24 books / read habit
Eat more plants
Try the local farmers’ market
- Choose a home renovator
Get a cool cubby house
Consider something for kids to climb too
- Journal habit / write habit
- Sketchbook habit / art habit
12 new classes / workshops (crossing it out because I tried my best and I could only do 11!)
- Choosing to enjoy life everyday*
Be more eco friendly
Make house even nicer e.g. no clutter
Be less sedentary / daily walk
- Ballet posture
Meet new people
Play an instrument
- Clear paperwork
- Less computer time
And as for my 2019 resolutions?
- *Enjoy life – This was the main theme. For me it meant having a sense of being present and alive, and I have been gradually picking away at that one. I’m getting better at it.
- Read a book every day – Yes.
- Write in journal every day – Nope.
- Draw in sketchbook every day – Nope.
- Follow your curiosity / Make the time to do it interestingly – Nope.

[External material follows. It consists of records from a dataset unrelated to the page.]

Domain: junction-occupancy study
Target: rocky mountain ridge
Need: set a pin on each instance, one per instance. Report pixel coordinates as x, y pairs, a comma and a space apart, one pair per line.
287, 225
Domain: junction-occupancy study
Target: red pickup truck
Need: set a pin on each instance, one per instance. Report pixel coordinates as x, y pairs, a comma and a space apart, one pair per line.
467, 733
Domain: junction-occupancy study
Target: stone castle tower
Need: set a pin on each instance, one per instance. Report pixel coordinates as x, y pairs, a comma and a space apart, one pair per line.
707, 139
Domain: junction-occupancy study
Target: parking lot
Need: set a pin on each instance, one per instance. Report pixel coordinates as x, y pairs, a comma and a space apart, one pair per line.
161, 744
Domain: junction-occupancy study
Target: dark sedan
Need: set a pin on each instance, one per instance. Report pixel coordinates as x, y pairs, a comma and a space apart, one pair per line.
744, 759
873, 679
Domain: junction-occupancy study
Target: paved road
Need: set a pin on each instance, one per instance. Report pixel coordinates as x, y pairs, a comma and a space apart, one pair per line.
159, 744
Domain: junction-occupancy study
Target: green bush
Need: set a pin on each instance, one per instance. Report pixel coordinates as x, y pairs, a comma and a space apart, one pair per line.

- Join the world – I tried. But nope.
Sneaking in a couple of pages of books while being around kids is pretty easy. But not journal writing or sketch-booking. And when they’re finally asleep and I have alone time (around 9pm) it’s like I do have the capacity to read more books, but not to do journalling or sketch-booking. I gotta think on that one.
August-October I was medium-sick.
October-December I had some medium-stress.
So I didn’t really feel like myself from August. It’s taken a long time to get back to feeling like me again (i.e. now! end of year!) Just in time to get ready for a new year.
Sooooo I was reading this book Feeling Good: The New Mood Therapy about cognitive behavioural therapy (still reading it actually, I take a million years to read some non-fiction!) and today I asked Siri to play a random podcast episode, and she chose a This American Life episode called Ten Sessions, which is about a woman undergoing cognitive processing therapy. A very interesting episode. (TW: SA)
From Hope in the Dark by Rebecca Solnit:
“We inhabit, in ordinary daylight, a future that was unimaginably dark a few decades ago, when people found the end of the world easier to envision than the impending changes in everyday roles, thoughts, practices that not even the wildest science fiction anticipated. Perhaps we should not have adjusted to it so easily. It would be better if we were astonished every day.”